To wit, this past holiday weekend, my mind took off running to a destination we hadn’t visited in some time.  The place was called:  Quality Time.   Dave and I were sitting in the bleachers at Chase’s 8:00 a.m. Saturday morning basketball game and I determined that it had been quite some time since we had been to the Zoo.  (Of course there is a REASON for this that has less to do with our busy schedules and more to do with the age of my children – but somehow, that was lost on me as I was waking up in a middle school gym.)  I don’t think it was lost on Dave as he did not display the enthusiasm he once almost did for this family excursion.  After almost 18 years of marriage , he knows better than to completely diss my quality time schemes.  So he countered with a trip to the Aquarium.  I agreed.

Because I am so in tune with the psyches of my sons, I told them they could each bring a friend, which they did – and we were off.  As further recognition of our their advanced age, we let them go off by themselves as Dave and I strolled through the exhibits, observing the countless young parents pushing strollers, carrying cranky kids, and lugging huge diaper bags full of sippy cups, cookies, changes of clothes, and hand sanitizer.  Weren’t we soooooo lucky?  All we had to do is tell the boys to meet us at the café in 90 minutes.  Life was good. 

Ten minutes later, they were done.

The older boys had viewed the entire aquarium.  The sharks.  The penguins.  The stingrays.  The octopus.  The minnows.  Everything.  Ten minutes.

“Did you stop and LOOK at anything??”  I asked.

They shrugged.  I gave them some money and told them they had another hour at least – and off they went again.

“Go find some girls for God’s sake!”  (This advice did not actually come out of my mouth.  It hit the back of my teeth before I clamped up.) 

The younger boys did a little better but after an hour – and about $200 in admission and food items — everyone was ready to go home.  I know deep in my heart that it was our last trip as a family to the aquarium.

Was suggesting this outing a major parenting mistake on my part? Hardly. Aside from wasting a few bucks and facing the ridicule from my family for suggesting it, no children were hurt in the making of this day.  But I know now I could have inserted myself into their lives a better way than dragging them to New Jersey to see a bunch of fish.

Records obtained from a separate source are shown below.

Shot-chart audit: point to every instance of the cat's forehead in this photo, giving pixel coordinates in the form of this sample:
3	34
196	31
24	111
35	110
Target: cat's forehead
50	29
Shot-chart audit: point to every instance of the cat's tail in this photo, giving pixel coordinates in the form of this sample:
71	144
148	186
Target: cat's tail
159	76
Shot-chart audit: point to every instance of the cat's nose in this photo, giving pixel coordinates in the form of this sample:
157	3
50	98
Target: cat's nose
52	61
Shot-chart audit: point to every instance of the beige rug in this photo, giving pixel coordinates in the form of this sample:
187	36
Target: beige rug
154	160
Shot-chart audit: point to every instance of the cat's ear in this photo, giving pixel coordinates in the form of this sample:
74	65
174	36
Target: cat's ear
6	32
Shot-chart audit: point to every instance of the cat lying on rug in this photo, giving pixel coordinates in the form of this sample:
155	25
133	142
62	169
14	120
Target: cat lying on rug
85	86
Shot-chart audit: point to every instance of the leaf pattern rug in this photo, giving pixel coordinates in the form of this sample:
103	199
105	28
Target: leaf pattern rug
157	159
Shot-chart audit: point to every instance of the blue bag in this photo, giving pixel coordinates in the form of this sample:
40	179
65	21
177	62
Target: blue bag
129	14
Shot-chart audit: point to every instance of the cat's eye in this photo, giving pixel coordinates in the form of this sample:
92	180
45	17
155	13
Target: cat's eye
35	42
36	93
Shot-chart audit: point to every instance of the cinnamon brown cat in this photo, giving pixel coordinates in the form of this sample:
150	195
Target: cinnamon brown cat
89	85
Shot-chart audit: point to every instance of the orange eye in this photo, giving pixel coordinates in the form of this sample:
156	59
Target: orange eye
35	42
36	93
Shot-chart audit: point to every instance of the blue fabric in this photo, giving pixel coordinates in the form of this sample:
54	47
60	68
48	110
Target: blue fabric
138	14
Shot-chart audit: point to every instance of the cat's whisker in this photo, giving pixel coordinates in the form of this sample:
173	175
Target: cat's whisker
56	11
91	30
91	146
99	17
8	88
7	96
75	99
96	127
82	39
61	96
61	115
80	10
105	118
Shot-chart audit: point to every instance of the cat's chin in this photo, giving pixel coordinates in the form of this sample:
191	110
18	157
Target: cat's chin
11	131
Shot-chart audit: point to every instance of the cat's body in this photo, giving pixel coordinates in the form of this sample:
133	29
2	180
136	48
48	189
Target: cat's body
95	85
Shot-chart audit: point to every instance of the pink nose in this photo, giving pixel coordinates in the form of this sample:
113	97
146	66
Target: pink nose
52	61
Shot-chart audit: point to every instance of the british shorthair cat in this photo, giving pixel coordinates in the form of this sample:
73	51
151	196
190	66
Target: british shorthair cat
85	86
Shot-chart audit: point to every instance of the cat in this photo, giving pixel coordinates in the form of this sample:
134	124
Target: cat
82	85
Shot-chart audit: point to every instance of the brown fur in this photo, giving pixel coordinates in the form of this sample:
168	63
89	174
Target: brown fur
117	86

And so another lesson learned.  It won’t be the last.  As I look at my calendar in the next year, the following scenarios are already scheduled:

Should I comment on his Facebook page?
Should I insist on meeting his friends parents?
Should I give him my opinion on that girl he likes?
Should I let him go on that ski trip without us?
Should I just let him alone for the rest of his life?
The list goes on.

Parents of little ones, take note.  The truth is the day when you don’t have to worry about where your kids are and what they are doing will never come.  The difference is – as they grow – you lose your prerogative to stick your nose into their lives and find out if there is anything to worry about.  For now, I think I will err on the side of engagement, even if it means wasting some money and time now and again. 

I hear the Zoo is lovely in March.  I hope someday they will forgive me.